L’Acceleratore (EPAC)

Le attività relative dell’acceleratore EPI si proponevano di fornire un’accelerazione efficiente dal punto di vista energetico per i carichi di lavoro di calcolo ad alte prestazioni e intelligenza artificiale. Con il Proof of Concept dell’European Processor Accelerators (EPAC) Test Chip, EPI ha dimostrato che è possibile creare un design esclusivamente europeo, e di poter utilizzare una ISA open-source libera da licenze proprietarie e restrizioni all’esportazione. I sistemi EPAC e il Software Development Vehicle basato su FPGA sfruttano appieno il sistema operativo Linux e al contempo contribuiscono alla comunità con patch, device driver e funzionalità aggiuntive per  librerie open-source come OpenMP e MPI. Inoltre, parti dell’hardware come STX (acceleratore stencil/tensor) sono state sviluppate utilizzando un approccio open source.
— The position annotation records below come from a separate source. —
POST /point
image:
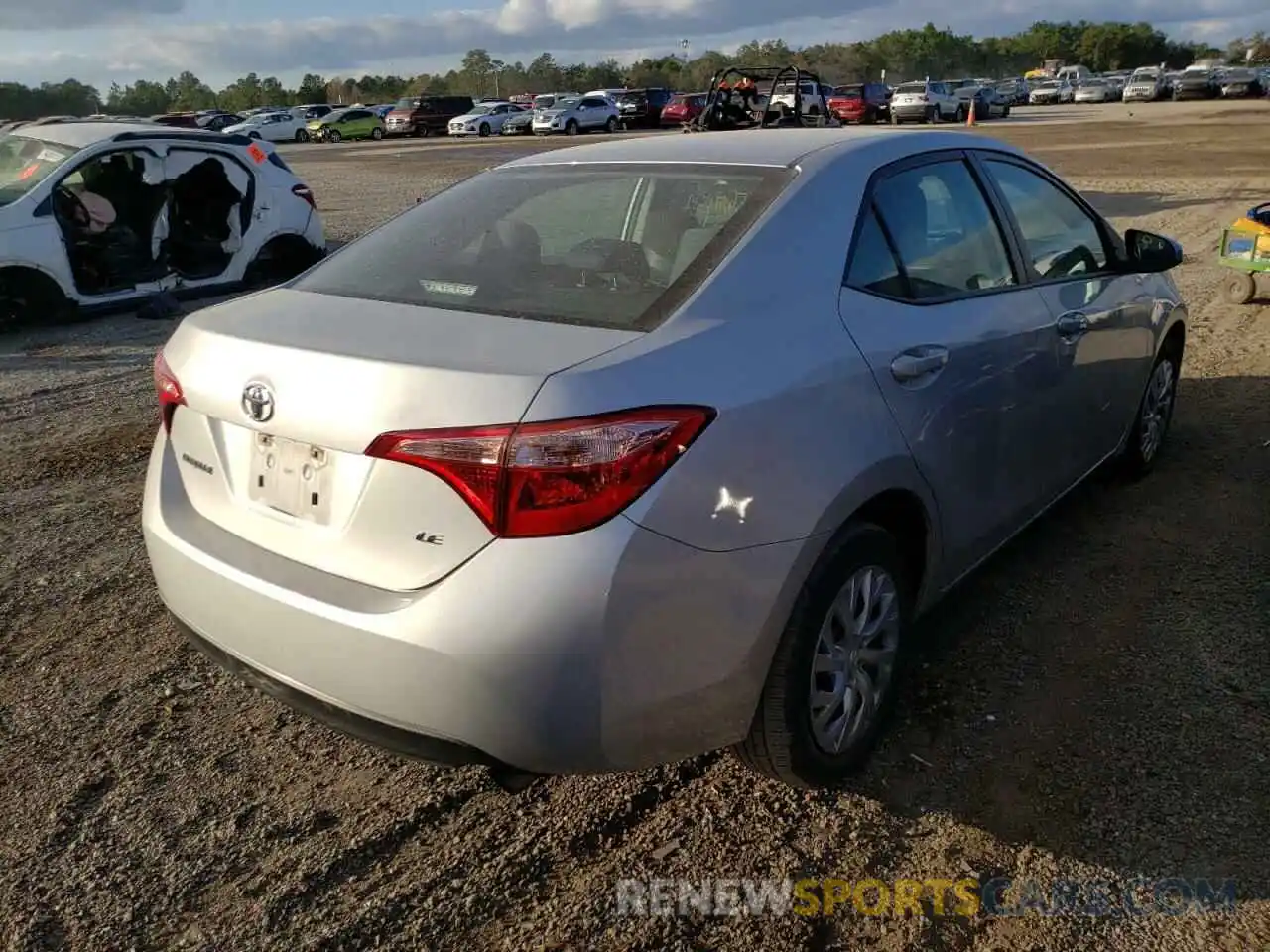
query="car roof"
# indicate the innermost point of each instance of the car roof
(770, 148)
(79, 135)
Il processore EPI General-Purpose (GPP)

La prima generazione del Processore EPI General-Purpose (GPP), nome in codice Rhea, integrerà le tecnologie EPI e caratteristiche uniche in termini di sicurezza, architettura della memoria, ottimizzazione della larghezza di banda della memoria e gestione dell’alimentazione. Includendo 29 core RISC-V, l’architettura Arm V1 Neoverse offrirà una soluzione efficace per le applicazioni HPC con capacità di essere configurabile e personalizzabile. Le decisioni architetturali sono state prese seguendo una metodologia di co-design e analizzando le funzionalità di IP avanzati. È inoltre presente una interconnessione su chip scalabile per consentire trasferimenti di dati ad alta frequenza e larghezza di banda tra core, acceleratori, I/O e risorse di memoria condivisa.